CloudxLab

Thursday, December 24, 2015

Calendar History

The Gregorian calendar today serves as an international standard for civil use. In addition, it regulates the ceremonial cycle of the Roman Catholic and Protestant churches. In fact, its original purpose was ecclesiastical. Although a variety of other calendars are in use today, they are restricted to particular religions or cultures.

The Gregorian calendar is the calendar currently used in the Western world. It is a modification of the Julian calendar, was first proposed by Neapolitan doctor Aloysius Lilius, and adopted by Pope Gregory XIII on February 24, 1582 (the document was dated 1581 on account of the pope starting the year in March).
The mean year in the Julian Calendar was a little too long so causing the Vernal equinox to drift earlier in the calendar year. This was why the Gregorian calendar was invented.
The Gregorian calendar improves the approximation by skipping 3 Julian leap days in every 400 years, giving an average year of 365.2425 mean solar days long, which has an error of about 1 day per 3000 years with respect to the mean tropical year but less than half this error with respect to the vernal equinox tropical year of 365.2424 days. On any timescale over 3000 years it is expected that changes in the Earth's orbit and unpredictable rotation make it improbable that long term accuracy can be gained by rule changes requiring any further regular skipping of Julian leap days.

Years are counted from the initial epoch defined by Dionysius Exiguus, and are divided into two classes: common years and leap years. A common year is 365 days in length; a leap year is 366 days, with an intercalary day, designated February 29, preceding March 1. Leap years are determined according to the following rule:
Every year that is exactly divisible by 4 is a leap year, except for years that are exactly divisible by 100;
these centurial years are leap years only if they are exactly divisible by 400.

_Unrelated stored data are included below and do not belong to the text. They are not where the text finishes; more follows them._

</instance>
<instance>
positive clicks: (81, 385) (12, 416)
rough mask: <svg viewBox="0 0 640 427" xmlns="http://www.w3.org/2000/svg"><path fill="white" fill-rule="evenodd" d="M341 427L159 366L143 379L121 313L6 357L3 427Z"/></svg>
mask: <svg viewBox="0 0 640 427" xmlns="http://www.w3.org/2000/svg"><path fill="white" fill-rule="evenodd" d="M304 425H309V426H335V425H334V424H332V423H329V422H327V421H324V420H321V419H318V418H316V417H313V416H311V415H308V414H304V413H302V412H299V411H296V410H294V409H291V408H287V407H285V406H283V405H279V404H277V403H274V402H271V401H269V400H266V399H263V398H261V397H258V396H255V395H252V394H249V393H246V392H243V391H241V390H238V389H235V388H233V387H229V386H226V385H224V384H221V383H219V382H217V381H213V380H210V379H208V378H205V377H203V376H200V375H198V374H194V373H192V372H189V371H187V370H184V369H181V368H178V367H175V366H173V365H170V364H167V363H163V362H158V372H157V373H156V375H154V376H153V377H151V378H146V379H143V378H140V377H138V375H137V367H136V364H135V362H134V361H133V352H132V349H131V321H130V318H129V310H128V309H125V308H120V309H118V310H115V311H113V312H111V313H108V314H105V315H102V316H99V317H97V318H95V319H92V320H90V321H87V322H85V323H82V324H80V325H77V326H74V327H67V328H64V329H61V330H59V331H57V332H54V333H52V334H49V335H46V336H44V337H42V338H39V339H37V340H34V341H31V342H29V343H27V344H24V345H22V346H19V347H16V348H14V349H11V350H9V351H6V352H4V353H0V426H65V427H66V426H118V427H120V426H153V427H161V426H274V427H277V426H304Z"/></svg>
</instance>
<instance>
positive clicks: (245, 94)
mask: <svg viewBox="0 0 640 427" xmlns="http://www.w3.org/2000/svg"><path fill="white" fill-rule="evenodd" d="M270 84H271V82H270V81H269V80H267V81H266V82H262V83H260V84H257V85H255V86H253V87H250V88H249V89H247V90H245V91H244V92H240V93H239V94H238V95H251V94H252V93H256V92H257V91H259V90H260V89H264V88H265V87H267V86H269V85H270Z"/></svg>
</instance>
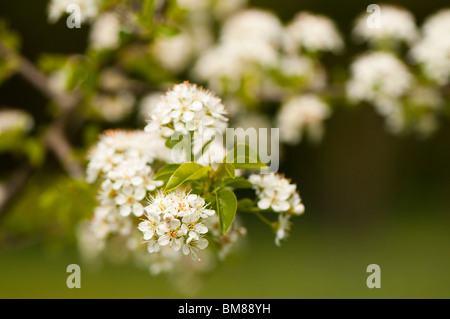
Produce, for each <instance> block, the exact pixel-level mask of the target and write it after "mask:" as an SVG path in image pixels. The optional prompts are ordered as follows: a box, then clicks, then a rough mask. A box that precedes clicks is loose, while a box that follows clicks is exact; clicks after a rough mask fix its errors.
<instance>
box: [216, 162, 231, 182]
mask: <svg viewBox="0 0 450 319" xmlns="http://www.w3.org/2000/svg"><path fill="white" fill-rule="evenodd" d="M235 176H236V172H235V169H234V166H233V164H230V163H221V164H219V167H217V170H216V179H218V180H226V179H230V178H235Z"/></svg>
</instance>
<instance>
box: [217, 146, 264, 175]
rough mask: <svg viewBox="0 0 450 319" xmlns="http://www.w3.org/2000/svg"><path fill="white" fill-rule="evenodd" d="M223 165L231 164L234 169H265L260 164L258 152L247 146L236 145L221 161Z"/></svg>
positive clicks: (249, 146) (260, 162)
mask: <svg viewBox="0 0 450 319" xmlns="http://www.w3.org/2000/svg"><path fill="white" fill-rule="evenodd" d="M223 161H224V162H225V163H231V164H233V165H234V168H236V169H259V168H263V167H267V165H266V164H264V163H263V162H261V159H260V158H259V155H258V152H256V151H255V150H254V149H253V148H251V147H250V146H248V145H247V144H238V145H236V146H235V147H234V148H233V149H232V150H231V151H229V152H228V153H227V154H226V155H225V158H224V160H223Z"/></svg>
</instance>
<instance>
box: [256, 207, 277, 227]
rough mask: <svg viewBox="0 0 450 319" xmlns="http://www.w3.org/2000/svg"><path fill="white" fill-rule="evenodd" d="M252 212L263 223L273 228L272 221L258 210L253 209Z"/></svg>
mask: <svg viewBox="0 0 450 319" xmlns="http://www.w3.org/2000/svg"><path fill="white" fill-rule="evenodd" d="M254 214H255V215H256V216H258V217H259V219H261V220H262V221H263V222H264V223H265V224H267V225H269V226H270V228H273V225H274V223H273V222H271V221H270V220H268V219H267V218H266V217H264V216H263V215H262V214H261V213H260V212H258V211H255V212H254Z"/></svg>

As a result the year 2000 is a leap year, whereas 1900 and 2100 are not leap years. These rules can be applied to times prior to the Gregorian reform to create a proleptic Gregorian calendar. In this case, year 0 (1 B.C.) is considered to be exactly divisible by 4, 100, and 400; hence it is a leap year.
The Gregorian calendar is thus based on a cycle of 400 years, which comprises 146097 days. Since 146097 is evenly divisible by 7, the Gregorian civil calendar exactly repeats after 400 years. Dividing 146097 by 400 yields an average length of 365.2425 days per calendar year, which is a close approximation to the length of the tropical year. Comparison with Equation 1.1-1 reveals that the Gregorian calendar accumulates an error of one day in about 2500 years. Although various adjustments to the leap-year system have been proposed, none has been instituted.
Within each year, dates are specified according to the count of days from the beginning of the month. The order of months and number of days per month were adopted from the Julian calendar.

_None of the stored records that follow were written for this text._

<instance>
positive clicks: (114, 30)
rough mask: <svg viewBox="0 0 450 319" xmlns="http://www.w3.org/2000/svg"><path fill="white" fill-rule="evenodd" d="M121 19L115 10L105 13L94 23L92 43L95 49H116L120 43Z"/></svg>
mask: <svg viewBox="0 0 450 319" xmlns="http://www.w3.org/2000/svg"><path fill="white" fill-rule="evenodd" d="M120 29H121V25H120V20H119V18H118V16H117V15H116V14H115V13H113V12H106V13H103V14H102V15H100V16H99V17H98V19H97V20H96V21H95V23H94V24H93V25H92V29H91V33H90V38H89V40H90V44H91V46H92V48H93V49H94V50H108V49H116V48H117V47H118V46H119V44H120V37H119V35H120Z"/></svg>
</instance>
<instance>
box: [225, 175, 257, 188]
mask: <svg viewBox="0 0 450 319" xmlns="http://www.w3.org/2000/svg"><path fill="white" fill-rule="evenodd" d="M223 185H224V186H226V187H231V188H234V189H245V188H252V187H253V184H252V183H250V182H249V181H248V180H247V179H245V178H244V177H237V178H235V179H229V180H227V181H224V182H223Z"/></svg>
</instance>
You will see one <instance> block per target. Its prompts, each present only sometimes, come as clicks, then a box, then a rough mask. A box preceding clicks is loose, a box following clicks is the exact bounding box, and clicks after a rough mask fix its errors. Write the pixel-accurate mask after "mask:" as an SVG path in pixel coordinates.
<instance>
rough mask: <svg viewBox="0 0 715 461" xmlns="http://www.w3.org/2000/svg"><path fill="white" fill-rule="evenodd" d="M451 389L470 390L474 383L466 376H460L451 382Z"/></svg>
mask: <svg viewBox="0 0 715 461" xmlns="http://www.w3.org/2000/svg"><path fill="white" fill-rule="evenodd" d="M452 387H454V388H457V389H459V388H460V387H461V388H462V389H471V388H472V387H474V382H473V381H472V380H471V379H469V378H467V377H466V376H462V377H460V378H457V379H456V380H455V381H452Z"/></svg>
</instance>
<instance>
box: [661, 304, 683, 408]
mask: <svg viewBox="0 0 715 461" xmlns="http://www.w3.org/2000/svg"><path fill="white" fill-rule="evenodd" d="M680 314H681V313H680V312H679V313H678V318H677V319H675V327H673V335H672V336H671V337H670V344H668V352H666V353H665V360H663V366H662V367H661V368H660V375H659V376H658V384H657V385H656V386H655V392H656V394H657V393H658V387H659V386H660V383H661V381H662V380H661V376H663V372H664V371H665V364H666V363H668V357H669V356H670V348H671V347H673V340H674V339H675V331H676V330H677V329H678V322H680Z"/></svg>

Months of the Gregorian Calendar
1. January 317. July 31
2. February 28*8. August 31
3. March 319. September30
4. April 3010. October 31
5. May 3111. November 30
6. June 3012. December 31

* In a leap year, February has 29 days.

The motivation of the Catholic Church in adjusting the calendar was to have Easter celebrated at the time that had been agreed at the First Council of Nicaea in 325, i.e., at the Sunday after the 14th day of the Moon that falls on or after the vernal equinox - which fell approximately on March 21 at that time. By the time of this council, the drift of the equinox since the introduction of the Julian calendar had already been noticed. Instead of modifying the calendar, the equinox was standardised at March 21 instead of the original March 24 or March 25. However by the 16th century, the equinox had drifted noticeably further.
Worse, the reckoned Moon that was used to compute Easter was fixed to the Julian year by a 19-year cycle. However, that is an approximation that built up an error of 1 day every 310 years. So by the 16th century the lunar calendar was way out of sync with the real Moon too.
The fix for the equinox was to define that years divisible by 100 will be leap years only if they are divisible by 400 as well. So, in the last millennium, 1600 and 2000 were leap years, but 1700, 1800 and 1900 were not. That gives a correction of 3 days. (Additionally, 10 dates were deleted at the time of introduction; see below.) This 3rd millennium will have 8 days corrected.
The Gregorian calendar also fixed the first day of the year as January 1, which was already the first day used in Italy, Germany, and other places, but not universally (England, for example, began the year on March 25). On January 1, 1622 January 1 was declared as the first day of the year.
When the new calendar was put in use, to correct the error already accumulated in the thirteen centuries since the council of Nicaea, a deletion of ten dates was made passing from October 4, 1582 directly to October 15, 1582. This created some consternation, and the church was accused of stealing days of people's lives.
The 19-year cycle used for the lunar calendar was also to be corrected by 1 day every 300 or 400 years (8 times in 2500 years) along with corrections for the years (1700, 1800, 1900, 2100 etc.) that are no longer leap years. In fact, a new method for computing the date of Easter was introduced.